Bridging The Advertising Trust Gap

by | Mar 22, 2013 | Best Practices, Blog, Blog Archive, Distributed Marketing, Multi-Channel Marketing | 0 comments

How does a brand get on someone’s radar? Building meaningful relationships with those who will positively discuss the brand with their friends is one key way.

A report from Forrester Research, based on survey responses from 58,000 respondents, indicates what could be perceived as a severe advertising trust gap. The data indicated that 70% of consumers trust brand recommendations from friends but only 10% trust advertising messages. At first glance, this may seem like a significant deficiency for brand advertisers and a substantial knock of the process of advertising itself. While there is relevance in this snippet of data, it does not spell doom for advertising. I expect advertising to be around in some form 100 years from today.
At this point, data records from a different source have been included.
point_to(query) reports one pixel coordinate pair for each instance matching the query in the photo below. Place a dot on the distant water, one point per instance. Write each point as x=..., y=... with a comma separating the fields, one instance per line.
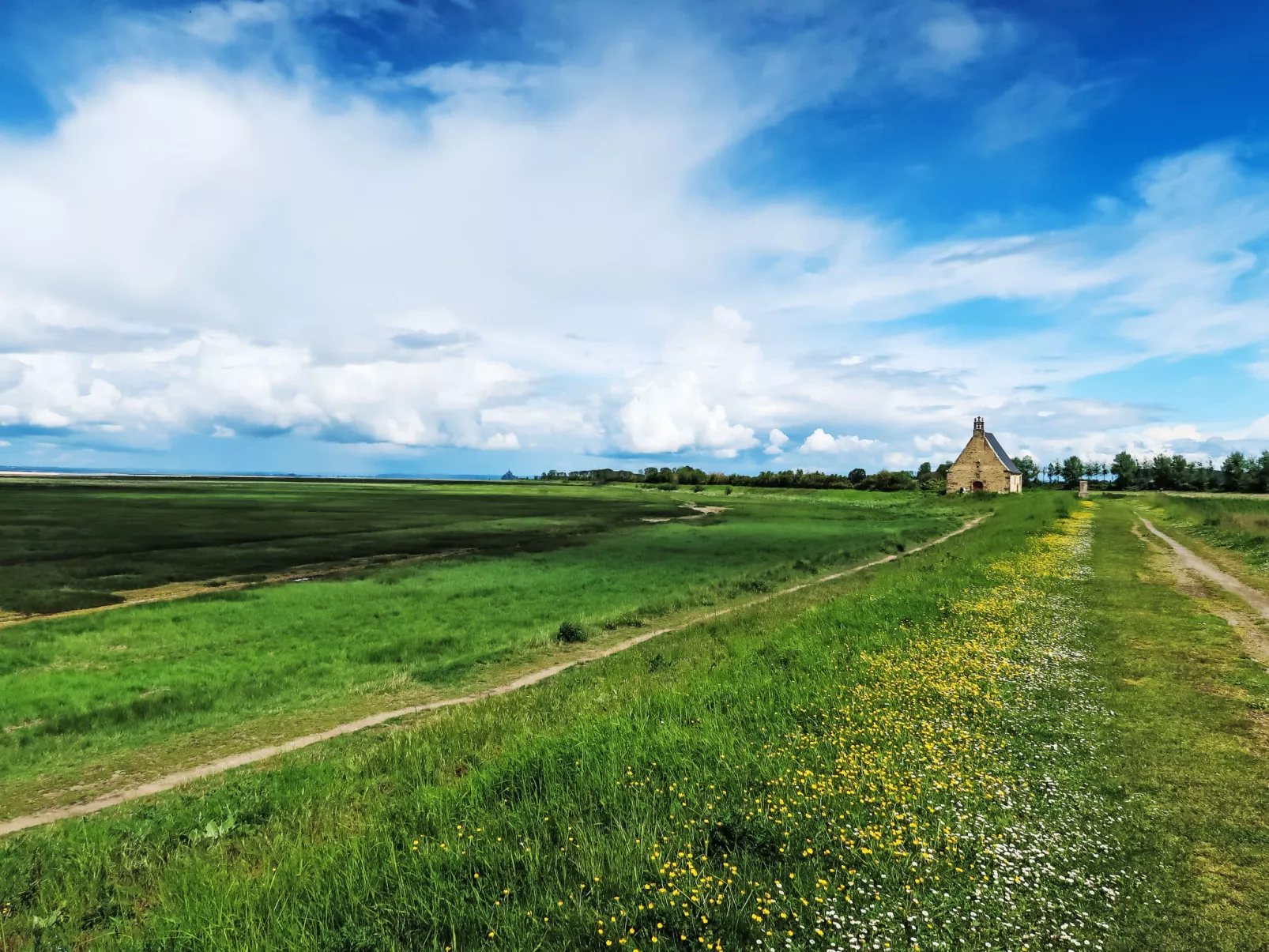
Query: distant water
x=239, y=474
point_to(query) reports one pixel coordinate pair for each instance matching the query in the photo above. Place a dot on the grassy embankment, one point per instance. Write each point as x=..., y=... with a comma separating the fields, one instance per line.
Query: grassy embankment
x=1188, y=751
x=69, y=544
x=1237, y=525
x=906, y=766
x=94, y=702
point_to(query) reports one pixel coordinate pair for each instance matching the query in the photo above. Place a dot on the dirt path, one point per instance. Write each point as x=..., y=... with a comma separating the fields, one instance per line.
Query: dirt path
x=250, y=757
x=1258, y=600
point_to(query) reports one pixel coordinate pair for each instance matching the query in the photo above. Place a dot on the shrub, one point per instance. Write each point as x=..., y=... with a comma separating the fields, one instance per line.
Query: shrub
x=571, y=632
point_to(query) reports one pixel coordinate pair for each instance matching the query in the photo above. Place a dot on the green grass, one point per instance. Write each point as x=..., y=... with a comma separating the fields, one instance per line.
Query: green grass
x=985, y=745
x=77, y=542
x=1181, y=753
x=140, y=690
x=1237, y=523
x=730, y=762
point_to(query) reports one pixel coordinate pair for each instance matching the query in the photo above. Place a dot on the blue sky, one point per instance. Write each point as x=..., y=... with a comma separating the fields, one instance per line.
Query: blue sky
x=360, y=236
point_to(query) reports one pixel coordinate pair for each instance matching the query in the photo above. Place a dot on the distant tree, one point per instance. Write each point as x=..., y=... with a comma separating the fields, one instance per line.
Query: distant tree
x=1233, y=471
x=1259, y=475
x=887, y=481
x=1170, y=471
x=1030, y=470
x=1072, y=471
x=1124, y=470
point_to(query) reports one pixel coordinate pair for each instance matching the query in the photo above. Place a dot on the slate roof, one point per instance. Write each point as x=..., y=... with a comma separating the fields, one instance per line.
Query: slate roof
x=1001, y=454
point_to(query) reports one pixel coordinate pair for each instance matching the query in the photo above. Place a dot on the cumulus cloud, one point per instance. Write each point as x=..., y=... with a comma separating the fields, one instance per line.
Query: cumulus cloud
x=820, y=442
x=1037, y=107
x=665, y=416
x=528, y=255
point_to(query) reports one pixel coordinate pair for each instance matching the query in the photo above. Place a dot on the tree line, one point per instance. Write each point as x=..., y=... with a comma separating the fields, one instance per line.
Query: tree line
x=1237, y=472
x=879, y=481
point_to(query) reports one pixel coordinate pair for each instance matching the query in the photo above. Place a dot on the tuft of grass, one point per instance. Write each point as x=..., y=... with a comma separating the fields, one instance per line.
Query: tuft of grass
x=571, y=632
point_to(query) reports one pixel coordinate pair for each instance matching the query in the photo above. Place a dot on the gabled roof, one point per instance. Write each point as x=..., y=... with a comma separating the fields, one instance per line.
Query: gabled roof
x=1001, y=454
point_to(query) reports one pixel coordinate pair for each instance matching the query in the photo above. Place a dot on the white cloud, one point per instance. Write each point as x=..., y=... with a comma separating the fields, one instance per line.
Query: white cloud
x=503, y=441
x=531, y=254
x=1037, y=107
x=668, y=416
x=821, y=442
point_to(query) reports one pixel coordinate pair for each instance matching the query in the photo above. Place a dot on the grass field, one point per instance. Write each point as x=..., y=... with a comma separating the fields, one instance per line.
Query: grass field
x=1235, y=523
x=1024, y=739
x=1187, y=753
x=77, y=542
x=93, y=702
Certainly, this is nothing new. There’s often been an inclination, which has either manifested itself in quantitative or qualitative data, to trust what friends are doing with their brand choices more so than basing product or service purchase decisions just randomly based on information out there. Information out there is a wide categorization and can be anything from a company website, to offline marketing material to company review pages on Yelp. Those items, along with many other items, have usefulness, but word of mouth based on a one to one personal relationship with a history of significant in person time spent together is going to be valued significantly higher in the decision making process. This is not a new concept to the marketing world, as I regard this as a fundamental truth that existed prior to the Internet and social media eras.

Another fundamental truth is that the gap, while real, is probably not as big as the data may indicate. One of the common factors in survey responses is social desirability bias, the idea that respondents respond in a way that will make them appear socially appealing. It is socially appealing to deride advertising. With that said, positive word of mouth from one’s existing social network is still going to have a stronger net effect in inducing brand beliefs that will deliver greater market share.

So what does this mean for brand managers?

Ultimately, your world hasn’t changed as a result of the newest research. Some of the key ideas that the Forrester report touches upon are reflected in key themes that routinely come up on this blog. Two of those key themes are the importance of local level marketing efforts and the proliferation of online marketing channels that has created the new multi-channel environment. Both of these themes are part of the process of building more meaningful relationships that can enhance word of mouth marketing, which has adapted to the new digital ecosystem.

The CMO Council has noted that one of the key initiatives amongst brand marketers during 2013 is going to be greater localization of content. Local customization is a key element of distributed marketing, and why the distributed marketing model is in place in a number of industries. The use of the distributed marketing model alone does not provide a competitive advantage, but Gleanster noted top performers are 7 times more likely to utilize distributed marketing management software within their organization.

The multi-channel marketing approach is a way to attempt to get in front of as much as your target market within reason. But when members of that potential target market are doing research, it is best to have a multifaceted digital presence. Seeing content on a website and Facebook Fan Page can be a good start for driving basic brand awareness and can serve as validation of brand beliefs developed from other sources. It is good to use video to deepen relationships and provide for easy to consume content. Paying attention to Google and Yelp reviews is often essential. Reputation management is its own burgeoning sub discipline of marketing communications. The Internet is often the vehicle for word of mouth marketing and it is frequently the go to source for company research when someone lacks familiarity regarding a brand.

Now more than ever, the distributed marketing model and the anatomy of a distributed marketing platform are relevant in delivering marketing outcomes that are closely aligned with top performing brands.